- Genre: Comedy
- Written by: Sarah Kendall, Alice Lowe, Barunka O'Shaughnessy, Clare Thomson
- Directed by: Dewi Humphreys, Rupert Jones
- Starring: Sarah Kendall, Alice Lowe, Barunka O'Shaughnessy, Clare Thomson
- Country of origin: United Kingdom
- Original language: English
- No. of episodes: 5

Production
- Producer: Siobhan Bachman
- Production company: Tiger Aspect Productions

Original release
- Network: E4
- Release: 3 December – 17 December 2008

= Beehive (TV series) =

British sketch comedy series

Beehive is a British sketch comedy series which was broadcast in 2008. It stars Australian comedian Sarah Kendall and British comedy actresses Alice Lowe, Barunka O'Shaughnessy, and Clare Thomson, who wrote much of the show's material.
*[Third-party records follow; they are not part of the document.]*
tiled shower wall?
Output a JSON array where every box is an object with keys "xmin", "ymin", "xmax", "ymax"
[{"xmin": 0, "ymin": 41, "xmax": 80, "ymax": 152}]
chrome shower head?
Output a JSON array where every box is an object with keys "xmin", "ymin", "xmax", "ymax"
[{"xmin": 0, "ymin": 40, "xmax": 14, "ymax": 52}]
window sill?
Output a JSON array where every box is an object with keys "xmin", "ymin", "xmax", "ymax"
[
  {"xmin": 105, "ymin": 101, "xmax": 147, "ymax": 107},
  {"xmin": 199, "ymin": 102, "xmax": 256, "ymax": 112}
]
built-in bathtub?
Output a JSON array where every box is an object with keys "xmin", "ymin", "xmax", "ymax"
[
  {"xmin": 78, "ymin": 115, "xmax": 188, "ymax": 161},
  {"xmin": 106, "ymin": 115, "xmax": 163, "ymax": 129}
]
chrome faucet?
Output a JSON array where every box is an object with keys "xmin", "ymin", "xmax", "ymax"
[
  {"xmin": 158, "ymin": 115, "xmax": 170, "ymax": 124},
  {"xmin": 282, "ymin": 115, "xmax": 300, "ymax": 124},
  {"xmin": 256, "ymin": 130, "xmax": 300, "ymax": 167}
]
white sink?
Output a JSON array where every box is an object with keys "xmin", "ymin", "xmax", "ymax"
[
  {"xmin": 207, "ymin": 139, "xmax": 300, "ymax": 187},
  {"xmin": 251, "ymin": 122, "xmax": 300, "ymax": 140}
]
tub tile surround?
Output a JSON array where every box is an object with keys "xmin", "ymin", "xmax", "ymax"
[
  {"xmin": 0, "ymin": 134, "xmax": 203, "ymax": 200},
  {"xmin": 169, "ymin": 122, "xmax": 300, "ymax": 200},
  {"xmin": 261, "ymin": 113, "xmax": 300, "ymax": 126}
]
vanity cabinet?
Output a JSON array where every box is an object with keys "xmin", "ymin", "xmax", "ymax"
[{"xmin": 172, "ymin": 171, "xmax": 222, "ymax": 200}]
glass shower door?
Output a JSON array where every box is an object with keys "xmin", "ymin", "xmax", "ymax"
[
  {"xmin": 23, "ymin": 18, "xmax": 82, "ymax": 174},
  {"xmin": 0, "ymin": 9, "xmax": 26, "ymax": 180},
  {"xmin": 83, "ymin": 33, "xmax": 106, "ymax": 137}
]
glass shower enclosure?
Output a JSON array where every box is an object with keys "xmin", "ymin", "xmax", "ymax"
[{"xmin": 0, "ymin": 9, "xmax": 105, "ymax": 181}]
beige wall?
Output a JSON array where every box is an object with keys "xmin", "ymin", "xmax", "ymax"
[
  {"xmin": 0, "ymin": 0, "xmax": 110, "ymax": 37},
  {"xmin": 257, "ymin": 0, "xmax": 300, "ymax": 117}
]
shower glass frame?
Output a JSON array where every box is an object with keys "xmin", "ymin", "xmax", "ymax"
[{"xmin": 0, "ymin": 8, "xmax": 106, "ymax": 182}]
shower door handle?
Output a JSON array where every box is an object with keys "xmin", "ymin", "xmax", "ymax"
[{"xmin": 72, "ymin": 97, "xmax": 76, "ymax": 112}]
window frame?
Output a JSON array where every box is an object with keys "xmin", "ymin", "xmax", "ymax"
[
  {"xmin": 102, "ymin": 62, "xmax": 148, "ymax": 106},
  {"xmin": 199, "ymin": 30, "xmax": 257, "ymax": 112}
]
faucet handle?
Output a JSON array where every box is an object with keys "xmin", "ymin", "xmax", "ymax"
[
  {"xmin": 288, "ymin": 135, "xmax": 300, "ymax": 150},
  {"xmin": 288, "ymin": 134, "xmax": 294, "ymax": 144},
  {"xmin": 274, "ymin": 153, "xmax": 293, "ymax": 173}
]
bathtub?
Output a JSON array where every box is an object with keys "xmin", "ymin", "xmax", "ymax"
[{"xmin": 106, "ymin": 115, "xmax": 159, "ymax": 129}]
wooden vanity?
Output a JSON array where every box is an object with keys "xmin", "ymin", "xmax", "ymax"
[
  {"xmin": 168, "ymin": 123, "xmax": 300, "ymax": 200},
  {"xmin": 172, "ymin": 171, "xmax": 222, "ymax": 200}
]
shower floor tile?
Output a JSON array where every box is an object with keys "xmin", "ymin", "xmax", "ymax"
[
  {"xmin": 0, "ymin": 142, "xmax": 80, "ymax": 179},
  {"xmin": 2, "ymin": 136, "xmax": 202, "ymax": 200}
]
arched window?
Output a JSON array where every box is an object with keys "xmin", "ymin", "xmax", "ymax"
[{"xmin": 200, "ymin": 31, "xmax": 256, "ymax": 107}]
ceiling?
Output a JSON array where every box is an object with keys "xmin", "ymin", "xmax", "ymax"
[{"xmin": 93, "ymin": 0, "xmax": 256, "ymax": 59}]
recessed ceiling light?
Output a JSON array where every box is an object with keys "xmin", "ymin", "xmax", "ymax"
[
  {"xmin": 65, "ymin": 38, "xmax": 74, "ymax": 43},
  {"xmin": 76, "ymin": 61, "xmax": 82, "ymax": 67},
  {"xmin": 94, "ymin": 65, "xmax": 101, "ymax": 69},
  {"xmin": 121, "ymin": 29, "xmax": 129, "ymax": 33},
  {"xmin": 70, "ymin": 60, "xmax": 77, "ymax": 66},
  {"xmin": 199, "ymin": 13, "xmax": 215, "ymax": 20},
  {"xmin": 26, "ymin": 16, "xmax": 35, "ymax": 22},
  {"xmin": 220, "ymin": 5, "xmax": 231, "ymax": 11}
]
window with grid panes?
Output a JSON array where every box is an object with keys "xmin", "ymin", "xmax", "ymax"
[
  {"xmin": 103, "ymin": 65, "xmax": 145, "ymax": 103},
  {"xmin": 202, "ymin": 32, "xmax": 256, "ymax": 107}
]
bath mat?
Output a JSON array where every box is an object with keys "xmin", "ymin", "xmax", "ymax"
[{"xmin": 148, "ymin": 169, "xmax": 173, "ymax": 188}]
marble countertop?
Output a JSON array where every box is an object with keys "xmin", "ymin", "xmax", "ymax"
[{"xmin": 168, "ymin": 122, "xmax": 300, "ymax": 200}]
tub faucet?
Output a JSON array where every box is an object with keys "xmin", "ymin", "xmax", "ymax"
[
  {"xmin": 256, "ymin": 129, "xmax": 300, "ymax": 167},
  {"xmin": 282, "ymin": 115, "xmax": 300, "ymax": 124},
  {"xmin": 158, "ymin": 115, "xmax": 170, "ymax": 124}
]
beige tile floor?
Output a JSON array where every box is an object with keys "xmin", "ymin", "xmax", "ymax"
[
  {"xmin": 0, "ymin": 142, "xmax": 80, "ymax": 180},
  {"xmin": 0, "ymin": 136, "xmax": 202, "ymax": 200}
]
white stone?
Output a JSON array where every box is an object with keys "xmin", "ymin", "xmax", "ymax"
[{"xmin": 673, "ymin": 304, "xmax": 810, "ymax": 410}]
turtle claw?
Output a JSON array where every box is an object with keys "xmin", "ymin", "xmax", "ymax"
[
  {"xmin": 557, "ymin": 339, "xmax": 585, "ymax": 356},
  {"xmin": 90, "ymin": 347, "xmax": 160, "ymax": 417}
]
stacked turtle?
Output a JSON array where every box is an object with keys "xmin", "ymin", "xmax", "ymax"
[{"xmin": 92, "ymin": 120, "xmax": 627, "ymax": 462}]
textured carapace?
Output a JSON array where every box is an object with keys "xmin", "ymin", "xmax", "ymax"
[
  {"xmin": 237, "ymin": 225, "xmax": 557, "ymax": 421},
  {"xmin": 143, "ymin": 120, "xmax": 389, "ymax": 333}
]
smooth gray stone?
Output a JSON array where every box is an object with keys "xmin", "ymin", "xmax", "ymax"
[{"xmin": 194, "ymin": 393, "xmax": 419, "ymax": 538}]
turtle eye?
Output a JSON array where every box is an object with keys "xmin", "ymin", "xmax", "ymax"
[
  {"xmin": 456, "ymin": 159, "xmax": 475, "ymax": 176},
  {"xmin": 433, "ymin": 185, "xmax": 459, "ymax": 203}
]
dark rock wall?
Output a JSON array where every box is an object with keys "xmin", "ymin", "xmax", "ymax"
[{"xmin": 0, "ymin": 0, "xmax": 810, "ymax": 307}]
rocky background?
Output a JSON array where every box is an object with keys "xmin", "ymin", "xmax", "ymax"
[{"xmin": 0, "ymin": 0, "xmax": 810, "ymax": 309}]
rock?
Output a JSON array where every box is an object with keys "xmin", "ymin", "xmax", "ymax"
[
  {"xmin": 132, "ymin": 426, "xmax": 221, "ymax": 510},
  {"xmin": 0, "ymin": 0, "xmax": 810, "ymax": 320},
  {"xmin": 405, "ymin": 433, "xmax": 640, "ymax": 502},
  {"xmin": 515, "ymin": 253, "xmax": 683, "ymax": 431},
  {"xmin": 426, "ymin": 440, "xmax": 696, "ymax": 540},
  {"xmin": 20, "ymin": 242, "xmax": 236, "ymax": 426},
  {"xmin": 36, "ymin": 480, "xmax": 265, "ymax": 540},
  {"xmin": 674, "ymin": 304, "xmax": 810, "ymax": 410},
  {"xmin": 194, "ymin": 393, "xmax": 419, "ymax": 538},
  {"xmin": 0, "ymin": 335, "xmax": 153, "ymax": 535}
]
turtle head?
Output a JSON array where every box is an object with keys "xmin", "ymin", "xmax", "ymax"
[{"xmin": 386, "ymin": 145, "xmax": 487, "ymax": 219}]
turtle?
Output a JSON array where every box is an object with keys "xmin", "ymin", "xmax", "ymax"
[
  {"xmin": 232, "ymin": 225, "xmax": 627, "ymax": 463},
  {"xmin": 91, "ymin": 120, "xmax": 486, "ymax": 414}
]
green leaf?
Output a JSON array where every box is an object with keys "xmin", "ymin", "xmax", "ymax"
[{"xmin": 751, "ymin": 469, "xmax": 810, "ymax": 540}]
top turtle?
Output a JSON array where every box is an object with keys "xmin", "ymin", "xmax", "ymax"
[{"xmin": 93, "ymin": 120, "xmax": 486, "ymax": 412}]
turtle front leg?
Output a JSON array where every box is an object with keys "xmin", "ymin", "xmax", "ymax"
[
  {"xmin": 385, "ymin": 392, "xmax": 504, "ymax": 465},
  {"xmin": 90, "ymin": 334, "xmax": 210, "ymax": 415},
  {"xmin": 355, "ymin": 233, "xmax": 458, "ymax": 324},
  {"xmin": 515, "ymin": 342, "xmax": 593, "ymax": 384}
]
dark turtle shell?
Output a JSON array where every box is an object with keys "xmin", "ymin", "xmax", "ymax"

Producer Siobhan Rhodes stated prior to production that the show would be about funny women, who do not feature regularly on TV. The show also features Habib Nasib Nader and Jack Whitehall.

==Recurring sketches==
The politically incorrect South African flight attendants titled Air Afrikaans is a recurring sketch, as is a parody of Sex and the City.

==Reviews==
Initial reviews of Beehive praised the show's colourful costumes and inventive material, but the majority drew unfavourable comparisons with earlier all-female comedy show Smack the Pony.